I'm just standing there and the dog comes up. Big ass Irish setter and he's got a stick in

his mouth and I figure, you know, he wants to play stick."

"Yes, I know stick" says Richard. Without stopping I flip him the bird.

"So I reach down and take the stick. But it's like, I don't know, damp, and real

heavy. At first I thought it was just a rotten piece of wood. But I hold it up to the

window, in the light. And then I see it's not a stick at all, man, it's the fucking leg

of a deer!"

I hold the bone up as I say this and wave it at Richard. Robert takes a step back.

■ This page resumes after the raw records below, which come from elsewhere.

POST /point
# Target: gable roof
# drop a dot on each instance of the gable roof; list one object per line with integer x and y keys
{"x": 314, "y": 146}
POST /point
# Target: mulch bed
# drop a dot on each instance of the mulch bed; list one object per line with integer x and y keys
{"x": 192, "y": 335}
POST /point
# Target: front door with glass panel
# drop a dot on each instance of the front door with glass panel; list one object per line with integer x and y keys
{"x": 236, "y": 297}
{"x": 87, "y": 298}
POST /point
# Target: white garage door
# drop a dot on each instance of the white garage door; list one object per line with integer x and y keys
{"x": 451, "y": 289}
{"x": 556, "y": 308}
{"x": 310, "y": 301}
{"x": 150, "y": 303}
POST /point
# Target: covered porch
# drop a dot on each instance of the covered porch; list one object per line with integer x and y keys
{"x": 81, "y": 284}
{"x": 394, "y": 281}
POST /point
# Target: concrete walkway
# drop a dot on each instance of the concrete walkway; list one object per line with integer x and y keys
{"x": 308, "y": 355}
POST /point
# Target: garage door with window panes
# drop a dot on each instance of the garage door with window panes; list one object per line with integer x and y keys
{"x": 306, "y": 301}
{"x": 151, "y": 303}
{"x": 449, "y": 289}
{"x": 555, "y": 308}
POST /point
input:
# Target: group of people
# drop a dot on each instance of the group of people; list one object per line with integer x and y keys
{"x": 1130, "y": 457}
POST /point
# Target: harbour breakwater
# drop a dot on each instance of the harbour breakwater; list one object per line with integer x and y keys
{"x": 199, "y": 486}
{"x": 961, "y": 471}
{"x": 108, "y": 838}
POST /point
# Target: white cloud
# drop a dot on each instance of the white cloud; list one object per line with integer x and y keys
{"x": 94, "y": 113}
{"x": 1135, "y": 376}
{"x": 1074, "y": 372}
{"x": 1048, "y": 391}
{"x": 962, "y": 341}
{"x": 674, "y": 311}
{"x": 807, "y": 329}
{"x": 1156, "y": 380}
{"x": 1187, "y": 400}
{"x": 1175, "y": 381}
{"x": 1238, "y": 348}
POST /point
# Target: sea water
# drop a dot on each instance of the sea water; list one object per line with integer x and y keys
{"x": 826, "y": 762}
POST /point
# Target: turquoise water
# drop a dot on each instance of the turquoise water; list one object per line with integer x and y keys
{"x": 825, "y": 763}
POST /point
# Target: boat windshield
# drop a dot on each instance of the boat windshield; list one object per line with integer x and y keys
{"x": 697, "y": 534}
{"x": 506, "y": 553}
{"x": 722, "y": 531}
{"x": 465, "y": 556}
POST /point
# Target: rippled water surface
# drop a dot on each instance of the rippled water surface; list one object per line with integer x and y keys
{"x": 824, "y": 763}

"A god damn fucking deer leg. Like no wonder it feels damp. So I kind of scream,

you know, like AAAAH! and drop it in a big hurry."

"Like a girl you mean." I ignore this remark.

"I mean, it was just so unexpected. I thought I was hold a stick, not a chunk of

some animal. But I just picked it back up. It's just the leg of a deer, no big deal. And

the dog is sitting there waiting, panting, waging it's tail and all. So I look the leg over

real good, thinking 'yup, deer leg' and then I throw it and the dog duns off and gets it

and we play stick ... or leg, we play leg for awhile. It was cool."

"You're making this shit up."

"I've seen deer in the woods" says Robert. Richard and I exchange glances. About

the only thing he and I agree on is how dim Robert is. But Robert senses this.

"No, I mean dead deer. One was all chewed up."

"The local dogs run in packs and they'll kill a deer."

"You don't say. And you're who, Marlin Perkins or something."

Richard smiles at me like he couldn't care less and hands me the joint which by

now is just a big roach. I get one more big hit off it.

"We should get going" says Robert.

And then, as if by some signal we all go over to the skeleton again. We just stand

over it in silence. It seems like it was a long time, just standing there, but it was probably

only a minute or so. Then I put the roach on the forehead of the skull. Real carefully right

were the third eye.

"Now he'll always be stoned. Now and always into eternity." says Richard.

"Fuck you." I said. But not like I'm always saying 'fuck you' to Richard, which is

normally like every other sentence. I said it sort of hard, too hard, like I meant it. But

he didn't say anything. I glanced sideways at him ready to say it again if he gave me any

shit. But he was just looking down at the bones. And then we leave.